Even people who retain their jobs in the US are being subjected effectively to wage cuts:

As many Americans transition from living on home equity loans to sustaining themselves on paychecks, weekly pay continues effectively to shrink: over the last year, average hourly earnings for rank-and-file workers – some 80 percent of the labor force – have increased by 2.5 percent.  But average weekly earnings have expanded by only 0.7 percent, less than the increase in the cost of living, because employers have slashed working hours” (Peter S Goodman, ‘Jobs report highlights shaky US recovery’, New York Times, 3 October 2009).

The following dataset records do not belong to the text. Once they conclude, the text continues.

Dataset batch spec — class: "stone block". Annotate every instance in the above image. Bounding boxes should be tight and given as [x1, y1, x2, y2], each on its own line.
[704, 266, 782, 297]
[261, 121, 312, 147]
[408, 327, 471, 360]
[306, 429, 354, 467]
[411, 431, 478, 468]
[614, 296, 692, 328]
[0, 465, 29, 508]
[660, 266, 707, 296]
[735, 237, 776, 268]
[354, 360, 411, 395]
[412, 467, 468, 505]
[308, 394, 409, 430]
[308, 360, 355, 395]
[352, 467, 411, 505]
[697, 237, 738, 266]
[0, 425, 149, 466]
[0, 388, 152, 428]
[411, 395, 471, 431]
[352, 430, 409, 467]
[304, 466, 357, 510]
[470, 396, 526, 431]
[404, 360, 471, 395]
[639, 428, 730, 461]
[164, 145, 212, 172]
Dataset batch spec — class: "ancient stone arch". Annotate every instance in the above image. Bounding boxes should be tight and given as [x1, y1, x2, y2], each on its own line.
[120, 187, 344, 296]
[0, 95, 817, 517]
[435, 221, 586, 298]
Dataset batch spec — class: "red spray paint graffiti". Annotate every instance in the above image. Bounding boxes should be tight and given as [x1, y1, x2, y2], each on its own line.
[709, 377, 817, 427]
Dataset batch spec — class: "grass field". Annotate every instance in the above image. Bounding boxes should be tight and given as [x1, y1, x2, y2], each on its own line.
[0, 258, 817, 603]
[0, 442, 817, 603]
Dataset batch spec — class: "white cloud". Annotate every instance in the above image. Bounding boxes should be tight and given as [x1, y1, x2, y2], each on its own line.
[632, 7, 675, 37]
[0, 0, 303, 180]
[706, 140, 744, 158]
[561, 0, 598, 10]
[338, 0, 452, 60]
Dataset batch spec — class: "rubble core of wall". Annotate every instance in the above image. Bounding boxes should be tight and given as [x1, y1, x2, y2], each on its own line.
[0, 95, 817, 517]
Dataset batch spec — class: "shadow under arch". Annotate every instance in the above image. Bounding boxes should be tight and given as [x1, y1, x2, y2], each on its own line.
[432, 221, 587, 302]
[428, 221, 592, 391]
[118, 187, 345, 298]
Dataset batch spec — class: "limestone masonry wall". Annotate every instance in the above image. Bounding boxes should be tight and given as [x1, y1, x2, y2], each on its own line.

The US ‘recovery’ therefore clearly has nothing to do with any improvement in the purchasing powers of the masses, who not only have less to spend in the way of wages, and not only are suffering high levels of unemployment, but who cannot borrow money to spend in the way they were doing until only two years ago.  The ‘recovery’ therefore is in all probability nothing more than an apparent improvement brought about by banking bonanzas based purely on speculation.

As for Europe, official unemployment rates have hit 9.3%.  This is made up of an unemployment rate of 20.7% among young workers (aged 15-24) and 7.9% among those aged 24 and above.

In the UK too unemployment has been increasing by leaps and bounds, reaching the 2.49 million mark, although the decline in economic activity is partially disguised by the fact that so many people are working shorter hours for less pay.  Short hours do not figure on unemployment statistics.

As Becky Barrow notes in the Daily Mail of 16 December, 2009 (‘Record 6.6million ‘half-timers’ now working reduced hours as bosses struggle to pay full wage’),

“Record numbers of employees are working part-time because their bosses cannot afford to pay full-time salaries, official figures revealed yesterday.

“There are now 6.6 million employees working part-time, the highest number since records began.

“Experts blamed the longest recession in history for triggering the explosion in ‘part-time Britain’, and warned the numbers will keep on climbing.

“Many are being given an ultimatum by their bosses that they must forfeit their full-time jobs and go part-time, or be made redundant.

“In other cases, employees are desperately looking for full-time work, but can only find a part-time job.

“The rising numbers of part-time workers are ‘disguising’ the jobs crisis because they make unemployment numbers appear less dramatic.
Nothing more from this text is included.